Lowy also announced creation of a Genomic Data Commons to debut at midyear, housing data for up to 50,000 patients. It will include detailed genomic analysis and annotation of how patients have responded to various therapies. It will rely not just on NCI trial results, but other sources as well, largely due to Biden’s influence in the philanthropic community, he said.
“We believe the vice president can enhance this effort,” Lowy added. “This kind of database has enormous potential.”
Biden, who lost his son Beau to brain cancer last year, has been a keen advocate for cancer research, meeting with more than 200 scientists recently to learn where opportunities against the disease may lie.

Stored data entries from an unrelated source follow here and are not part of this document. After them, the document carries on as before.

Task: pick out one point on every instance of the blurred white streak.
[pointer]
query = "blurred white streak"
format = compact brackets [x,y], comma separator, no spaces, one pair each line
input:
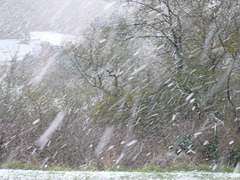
[42,141]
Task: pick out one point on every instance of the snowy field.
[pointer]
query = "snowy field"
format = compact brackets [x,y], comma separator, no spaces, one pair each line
[51,175]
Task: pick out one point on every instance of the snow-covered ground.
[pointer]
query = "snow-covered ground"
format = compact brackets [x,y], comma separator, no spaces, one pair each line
[51,175]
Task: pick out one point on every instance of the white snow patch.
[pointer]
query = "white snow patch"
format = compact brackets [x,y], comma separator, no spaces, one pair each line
[189,96]
[42,141]
[131,143]
[36,121]
[105,139]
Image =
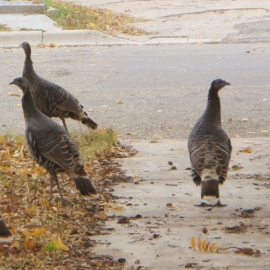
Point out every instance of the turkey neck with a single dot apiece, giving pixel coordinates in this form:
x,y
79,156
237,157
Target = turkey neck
x,y
212,112
29,108
28,70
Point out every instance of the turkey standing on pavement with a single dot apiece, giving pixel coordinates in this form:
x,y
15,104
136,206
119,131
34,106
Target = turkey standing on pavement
x,y
50,145
50,98
210,149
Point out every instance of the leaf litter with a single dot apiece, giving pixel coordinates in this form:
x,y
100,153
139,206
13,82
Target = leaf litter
x,y
47,234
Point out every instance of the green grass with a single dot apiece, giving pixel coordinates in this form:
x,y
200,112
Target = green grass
x,y
71,17
96,144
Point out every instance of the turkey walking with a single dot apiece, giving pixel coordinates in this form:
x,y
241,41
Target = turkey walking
x,y
50,145
50,98
5,234
210,149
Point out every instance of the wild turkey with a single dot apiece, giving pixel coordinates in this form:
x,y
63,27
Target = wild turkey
x,y
50,98
5,234
50,145
210,149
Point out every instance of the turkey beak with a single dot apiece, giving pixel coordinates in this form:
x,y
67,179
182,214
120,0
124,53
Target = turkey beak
x,y
13,82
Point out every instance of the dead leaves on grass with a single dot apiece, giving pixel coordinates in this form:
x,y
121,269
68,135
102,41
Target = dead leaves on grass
x,y
44,230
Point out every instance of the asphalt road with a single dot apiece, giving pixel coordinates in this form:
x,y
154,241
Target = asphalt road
x,y
163,89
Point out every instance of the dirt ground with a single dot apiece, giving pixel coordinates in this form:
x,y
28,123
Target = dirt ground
x,y
159,219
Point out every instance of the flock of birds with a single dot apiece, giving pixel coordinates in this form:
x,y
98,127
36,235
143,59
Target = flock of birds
x,y
51,146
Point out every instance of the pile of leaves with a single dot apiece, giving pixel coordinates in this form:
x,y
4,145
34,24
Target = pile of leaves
x,y
47,234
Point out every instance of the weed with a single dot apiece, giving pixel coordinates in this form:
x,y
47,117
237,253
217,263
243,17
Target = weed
x,y
96,144
72,17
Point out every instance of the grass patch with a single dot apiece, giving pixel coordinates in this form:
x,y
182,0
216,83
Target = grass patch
x,y
97,144
44,229
71,17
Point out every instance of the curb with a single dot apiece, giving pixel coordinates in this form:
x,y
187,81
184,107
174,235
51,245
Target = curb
x,y
60,38
23,8
86,38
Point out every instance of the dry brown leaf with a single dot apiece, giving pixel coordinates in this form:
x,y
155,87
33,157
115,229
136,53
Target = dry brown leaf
x,y
193,243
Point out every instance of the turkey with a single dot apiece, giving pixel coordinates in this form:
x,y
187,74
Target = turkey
x,y
5,234
210,149
51,99
50,145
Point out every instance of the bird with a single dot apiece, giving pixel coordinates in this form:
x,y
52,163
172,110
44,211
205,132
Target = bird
x,y
5,234
210,149
50,145
50,98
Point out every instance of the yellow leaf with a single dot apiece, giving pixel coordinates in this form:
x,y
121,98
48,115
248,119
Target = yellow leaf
x,y
193,243
6,169
30,210
29,242
199,244
59,245
78,213
103,216
44,202
38,232
204,245
212,247
112,207
16,244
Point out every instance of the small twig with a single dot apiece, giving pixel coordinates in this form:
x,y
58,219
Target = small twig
x,y
218,249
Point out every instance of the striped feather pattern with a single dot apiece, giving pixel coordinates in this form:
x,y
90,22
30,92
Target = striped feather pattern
x,y
208,144
50,145
50,98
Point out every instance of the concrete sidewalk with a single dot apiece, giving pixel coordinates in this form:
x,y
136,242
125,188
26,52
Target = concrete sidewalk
x,y
165,21
162,218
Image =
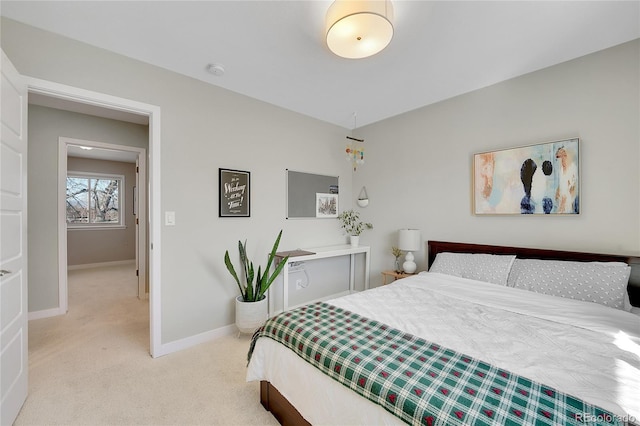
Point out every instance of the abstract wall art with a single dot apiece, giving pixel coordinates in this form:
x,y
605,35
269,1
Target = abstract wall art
x,y
535,179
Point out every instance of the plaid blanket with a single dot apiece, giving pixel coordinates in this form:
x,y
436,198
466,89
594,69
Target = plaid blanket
x,y
418,381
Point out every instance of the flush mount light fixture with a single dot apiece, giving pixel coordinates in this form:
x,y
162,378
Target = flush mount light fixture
x,y
359,28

His advocacy, rooted in a 36-year Senate career prior to becoming vice president, is seen as assuring more robust private-public partnering and a willingness to share data on an unprecedented scale.

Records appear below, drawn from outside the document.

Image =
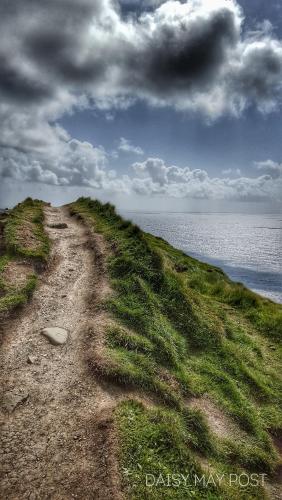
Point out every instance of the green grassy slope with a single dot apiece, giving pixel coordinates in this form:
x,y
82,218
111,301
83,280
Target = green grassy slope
x,y
182,330
24,241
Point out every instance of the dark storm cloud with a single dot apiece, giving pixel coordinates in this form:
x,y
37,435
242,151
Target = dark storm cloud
x,y
188,54
19,87
60,55
181,59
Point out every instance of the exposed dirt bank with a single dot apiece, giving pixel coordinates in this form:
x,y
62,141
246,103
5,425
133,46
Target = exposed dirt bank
x,y
54,425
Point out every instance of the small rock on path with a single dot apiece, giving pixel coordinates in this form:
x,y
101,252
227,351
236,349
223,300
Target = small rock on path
x,y
57,336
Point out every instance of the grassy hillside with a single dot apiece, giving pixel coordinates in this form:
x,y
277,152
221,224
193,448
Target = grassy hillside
x,y
204,350
24,246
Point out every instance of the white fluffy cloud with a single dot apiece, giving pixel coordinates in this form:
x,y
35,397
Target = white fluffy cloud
x,y
127,147
155,177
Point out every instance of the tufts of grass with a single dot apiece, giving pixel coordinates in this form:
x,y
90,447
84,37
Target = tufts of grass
x,y
161,457
23,240
24,233
182,328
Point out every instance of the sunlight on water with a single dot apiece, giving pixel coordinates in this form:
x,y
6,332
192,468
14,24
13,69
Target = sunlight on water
x,y
247,247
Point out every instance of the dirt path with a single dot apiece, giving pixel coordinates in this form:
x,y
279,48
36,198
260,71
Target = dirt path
x,y
53,444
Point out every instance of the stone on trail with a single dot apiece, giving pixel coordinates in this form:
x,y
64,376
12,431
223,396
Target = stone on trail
x,y
31,359
57,336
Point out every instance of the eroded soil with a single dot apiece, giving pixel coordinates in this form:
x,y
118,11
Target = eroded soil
x,y
56,440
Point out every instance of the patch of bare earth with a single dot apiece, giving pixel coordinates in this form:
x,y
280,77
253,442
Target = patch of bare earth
x,y
56,419
220,424
26,238
16,273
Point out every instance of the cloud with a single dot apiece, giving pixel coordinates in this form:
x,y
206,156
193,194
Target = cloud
x,y
270,167
231,171
126,146
155,177
62,55
190,55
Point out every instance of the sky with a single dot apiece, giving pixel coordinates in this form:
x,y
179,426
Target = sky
x,y
153,105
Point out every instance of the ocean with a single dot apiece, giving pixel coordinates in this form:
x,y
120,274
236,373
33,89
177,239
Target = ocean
x,y
247,247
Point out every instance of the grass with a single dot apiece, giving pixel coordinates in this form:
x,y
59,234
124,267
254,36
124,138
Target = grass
x,y
183,329
24,233
23,240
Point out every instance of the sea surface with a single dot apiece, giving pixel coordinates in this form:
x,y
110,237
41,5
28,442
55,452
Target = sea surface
x,y
247,247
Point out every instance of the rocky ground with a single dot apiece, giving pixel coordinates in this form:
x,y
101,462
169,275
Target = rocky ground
x,y
54,442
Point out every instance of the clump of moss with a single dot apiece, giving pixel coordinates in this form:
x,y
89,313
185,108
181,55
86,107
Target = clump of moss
x,y
24,240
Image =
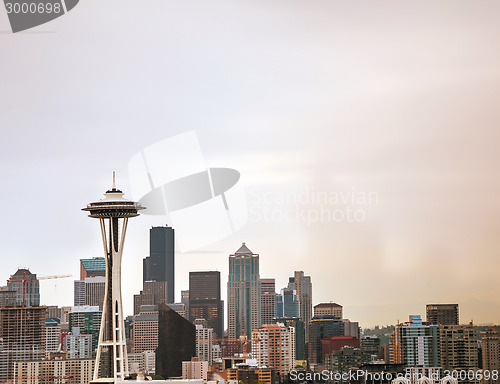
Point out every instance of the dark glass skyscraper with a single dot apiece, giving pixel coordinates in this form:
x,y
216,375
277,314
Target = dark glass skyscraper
x,y
159,265
176,342
205,300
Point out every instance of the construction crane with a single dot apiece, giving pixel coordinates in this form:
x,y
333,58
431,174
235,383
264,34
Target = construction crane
x,y
28,278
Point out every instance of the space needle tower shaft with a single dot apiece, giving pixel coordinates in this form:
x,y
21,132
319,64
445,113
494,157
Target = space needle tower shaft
x,y
113,213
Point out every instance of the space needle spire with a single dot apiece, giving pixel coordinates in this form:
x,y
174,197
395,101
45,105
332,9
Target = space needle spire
x,y
113,213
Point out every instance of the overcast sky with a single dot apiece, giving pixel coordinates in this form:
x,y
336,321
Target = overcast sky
x,y
394,98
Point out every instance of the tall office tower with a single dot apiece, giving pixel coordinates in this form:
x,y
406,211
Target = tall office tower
x,y
204,342
345,358
176,342
303,286
243,293
205,300
159,265
88,320
287,304
27,287
22,335
416,343
145,333
52,335
300,334
328,309
320,328
77,345
490,353
267,300
92,267
275,347
459,348
185,299
153,292
113,213
443,314
95,288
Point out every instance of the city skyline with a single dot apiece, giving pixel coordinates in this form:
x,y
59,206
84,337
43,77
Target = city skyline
x,y
365,135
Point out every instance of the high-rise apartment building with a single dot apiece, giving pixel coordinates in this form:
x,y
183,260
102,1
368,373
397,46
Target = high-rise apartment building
x,y
287,304
243,293
416,344
300,334
22,335
195,369
77,345
27,287
490,351
8,298
328,309
146,330
303,286
185,299
88,320
275,347
459,349
67,371
52,336
89,290
204,343
442,314
267,300
205,300
159,265
320,328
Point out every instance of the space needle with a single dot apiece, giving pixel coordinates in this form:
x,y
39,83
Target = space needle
x,y
113,213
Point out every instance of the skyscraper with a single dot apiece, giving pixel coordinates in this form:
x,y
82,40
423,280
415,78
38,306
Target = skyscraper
x,y
27,287
176,342
459,349
153,292
287,304
89,290
205,300
267,300
443,314
416,343
92,267
303,286
159,265
243,293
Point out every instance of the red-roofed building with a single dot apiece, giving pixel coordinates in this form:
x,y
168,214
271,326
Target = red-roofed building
x,y
336,343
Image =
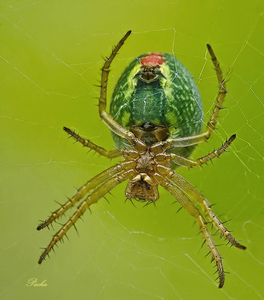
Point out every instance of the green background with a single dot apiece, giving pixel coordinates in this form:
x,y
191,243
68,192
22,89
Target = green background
x,y
50,56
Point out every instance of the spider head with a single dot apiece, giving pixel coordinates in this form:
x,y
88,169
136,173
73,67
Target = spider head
x,y
142,187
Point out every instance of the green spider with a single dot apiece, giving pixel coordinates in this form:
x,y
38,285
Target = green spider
x,y
156,120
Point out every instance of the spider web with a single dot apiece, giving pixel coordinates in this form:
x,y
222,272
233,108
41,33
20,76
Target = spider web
x,y
50,61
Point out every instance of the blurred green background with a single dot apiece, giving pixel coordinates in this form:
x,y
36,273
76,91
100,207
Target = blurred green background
x,y
51,55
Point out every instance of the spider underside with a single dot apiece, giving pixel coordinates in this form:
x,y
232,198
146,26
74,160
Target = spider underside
x,y
146,167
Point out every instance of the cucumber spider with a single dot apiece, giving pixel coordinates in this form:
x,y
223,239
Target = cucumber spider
x,y
156,121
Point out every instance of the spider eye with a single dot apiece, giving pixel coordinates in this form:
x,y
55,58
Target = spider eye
x,y
149,73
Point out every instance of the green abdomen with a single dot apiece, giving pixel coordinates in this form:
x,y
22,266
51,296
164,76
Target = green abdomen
x,y
165,96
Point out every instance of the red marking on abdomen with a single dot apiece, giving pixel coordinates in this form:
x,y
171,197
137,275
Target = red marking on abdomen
x,y
153,59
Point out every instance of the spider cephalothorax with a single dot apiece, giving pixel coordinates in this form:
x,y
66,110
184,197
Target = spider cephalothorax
x,y
156,119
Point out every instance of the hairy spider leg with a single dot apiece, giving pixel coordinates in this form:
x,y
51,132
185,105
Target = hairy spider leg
x,y
186,203
107,119
98,193
199,138
196,195
82,191
182,161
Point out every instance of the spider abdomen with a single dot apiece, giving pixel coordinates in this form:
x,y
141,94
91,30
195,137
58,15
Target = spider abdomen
x,y
158,90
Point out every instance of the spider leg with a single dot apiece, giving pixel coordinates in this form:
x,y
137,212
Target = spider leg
x,y
194,194
86,143
199,138
107,119
186,203
97,194
182,161
91,184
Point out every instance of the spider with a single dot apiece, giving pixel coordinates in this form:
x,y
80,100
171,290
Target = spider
x,y
156,121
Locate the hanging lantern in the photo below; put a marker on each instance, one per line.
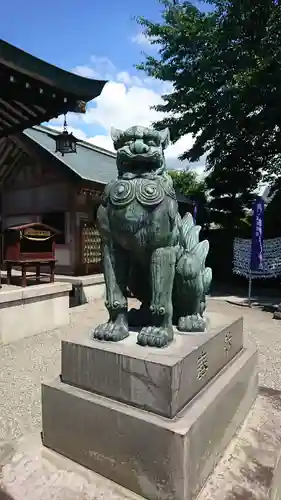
(65, 142)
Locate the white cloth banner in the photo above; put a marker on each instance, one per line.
(271, 258)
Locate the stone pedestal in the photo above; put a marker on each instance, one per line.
(154, 421)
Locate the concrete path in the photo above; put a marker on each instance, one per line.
(27, 363)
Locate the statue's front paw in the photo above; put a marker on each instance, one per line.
(154, 336)
(192, 323)
(111, 331)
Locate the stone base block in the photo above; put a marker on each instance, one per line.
(33, 310)
(159, 380)
(156, 457)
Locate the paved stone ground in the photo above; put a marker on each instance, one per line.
(27, 363)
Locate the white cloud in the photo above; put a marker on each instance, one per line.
(141, 39)
(126, 100)
(103, 141)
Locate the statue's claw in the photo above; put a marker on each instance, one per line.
(139, 317)
(192, 323)
(111, 331)
(153, 336)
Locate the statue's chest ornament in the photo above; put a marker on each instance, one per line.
(145, 191)
(148, 192)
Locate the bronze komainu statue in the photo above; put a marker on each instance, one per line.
(149, 251)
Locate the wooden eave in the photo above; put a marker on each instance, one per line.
(33, 91)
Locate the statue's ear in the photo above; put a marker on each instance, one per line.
(116, 134)
(165, 137)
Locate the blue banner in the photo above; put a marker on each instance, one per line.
(257, 263)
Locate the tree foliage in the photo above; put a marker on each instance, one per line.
(225, 67)
(188, 183)
(191, 185)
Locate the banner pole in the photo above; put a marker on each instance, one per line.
(250, 290)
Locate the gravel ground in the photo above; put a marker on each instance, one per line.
(28, 362)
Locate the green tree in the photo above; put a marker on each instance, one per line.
(225, 67)
(191, 185)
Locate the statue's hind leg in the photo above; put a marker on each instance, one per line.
(193, 321)
(160, 331)
(116, 268)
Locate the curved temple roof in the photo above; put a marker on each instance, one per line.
(33, 91)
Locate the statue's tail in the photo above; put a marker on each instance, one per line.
(196, 249)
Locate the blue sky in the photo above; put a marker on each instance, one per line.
(95, 39)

Collins said that NIH’s 2-year record of success with the Accelerating Medicines Partnership, which he chairs, is evidence of NIH’s ability to navigate public-private partnerships in unique and effective ways. “People were skeptical at first,” he said, “but we are now quite excited about that model.”
Lowy emphasized, “Patients are absolutely critically important to any initiative. Having more people on clinical trials is a really key issue and can be improved. People all over the country need access to the latest and best treatments.”
Lowy predicts the Biden-led effort will improve basic scientific understanding of the immune system, which is key to creating vaccines, and will boost combination therapies “that might come in various guises—chemotherapy and immunotherapy, or immunotherapy plus radiotherapy…Having more funding will make it possible to explore more avenues more quickly. We have much more to learn about the immune system through basic research. We could have new and important clues not only for cures, but also for prevention.”
Noted Collins about the precise new classes of drugs such as helped put former President Jimmy Carter’s cancer into remission, “We have educated immune cells to go to college, now it’s time to take them to graduate school, where we can explore even finer details.”
Noting that Biden is calling for a decade of advances within 5 years, one reporter asked Collins how NIH would know when that milestone was met.
“It’s not like turning a crank and getting a predictable result,” he explained. “Science is not like that. We are not talking about just a little tweak here or there. This is expected to have a major impact.”
Asked what the biggest obstacle facing the moonshot is, Collins responded, “Based on my 23 years [at NIH], I can tell you that it won’t be an absence of ideas or talents. It will be a limitation of resources. But we have a very energized, remarkably creative group of scientists here who are champing at the bit and will rise to the occasion. Given the vice president’s support and leadership, I think this is going to be amazing.”